Hollywood studios have endured threats from outsiders before, but the list of talent making the jump grows by the day.
Netflix, with an annual budget of $8 billion, is paying Murphy, the producer of “American Horror Story,” about $300 million over five years to make shows and movies for the streaming service. The money will support overhead for Ryan Murphy Productions along with his fees for writing, directing and producing.
Murphy was in the process of negotiating a new deal at Fox when Disney agreed to buy its crosstown rival for more than $52 billion. Disney Chief Executive Officer Bob Iger made a personal call to Murphy, assuring him that “the reason Disney was interested in buying Fox is they believed in the assets and the executives and their creators,” the producer recalled. “He was very sweet and transparent and kind.”
Rhimes was the biggest name to leave traditional TV for streaming when she announced she was signing a long-term deal with Netflix. She’d worked at ABC for more than a decade, becoming one of the few showrunners and TV writers known to the public.
Rhimes is also one of the few prominent black showrunners in Hollywood, and has led the way in creating more diversity onscreen. Netflix gave her more than $100 million to ease the transition in a multiyear deal.

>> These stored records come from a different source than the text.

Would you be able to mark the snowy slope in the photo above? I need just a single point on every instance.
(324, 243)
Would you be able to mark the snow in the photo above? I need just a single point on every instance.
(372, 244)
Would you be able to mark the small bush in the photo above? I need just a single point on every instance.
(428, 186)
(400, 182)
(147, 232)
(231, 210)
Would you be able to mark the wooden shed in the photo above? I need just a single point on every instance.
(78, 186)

Robert Kirkman, the creator of cable TV’s biggest hit, “The Walking Dead,” signed a two-year deal with Amazon last August, days before Netflix announced its deal with Rhimes. Amazon spent an estimated $4.5 billion on video programming last year and plans to increase its budget this year. Amazon’s “The Marvelous Mrs. Maisel” won the Golden Globe award for best TV comedy.

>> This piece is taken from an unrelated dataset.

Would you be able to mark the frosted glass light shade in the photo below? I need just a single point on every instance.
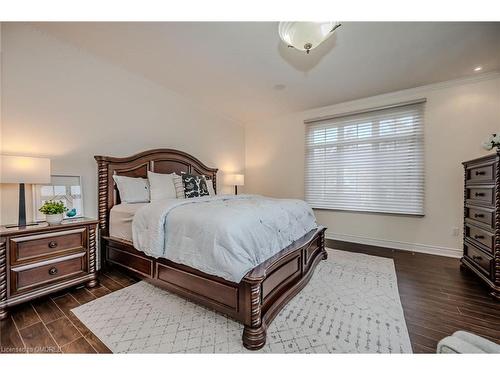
(22, 169)
(235, 179)
(305, 36)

Netflix knows its customers love comic book movies and TV shows thanks to a pair of deals with Disney, owner of Marvel Studios. So last year it acquired the company that published graphic novels “Wanted” and “Kick-Ass,” both of which were adapted into hit movies for Universal Pictures.
Netflix and Millarworld founder Mark Millar will jointly produce films, series and children’s shows based on comic-book characters for the streaming service, while the publisher will also continue to make comics under the Netflix label. The streaming service will turn some of Millar’s other creations into film and TV properties that can replace Marvel when its deal with Disney ends.
New Golden Boy
Shawn Levy rose through the ranks of Hollywood by directing comedy films for major studios, including “Cheaper by the Dozen” and “Night at the Museum.” Yet he has since been reborn as one of the hottest producers in TV thanks to “Stranger Things,” the surprise Netflix fantasy hit. The streaming service locked up Levy’s TV business last year, and now funnels all kinds of high-concept projects his way.
Amazon has also allied itself with Sharon Horgan, the British comic and actress who created its critically beloved comedy “Catastrophe.” Though Horgan has a show on HBO (“Divorce”), Amazon gets first dibs on all future work.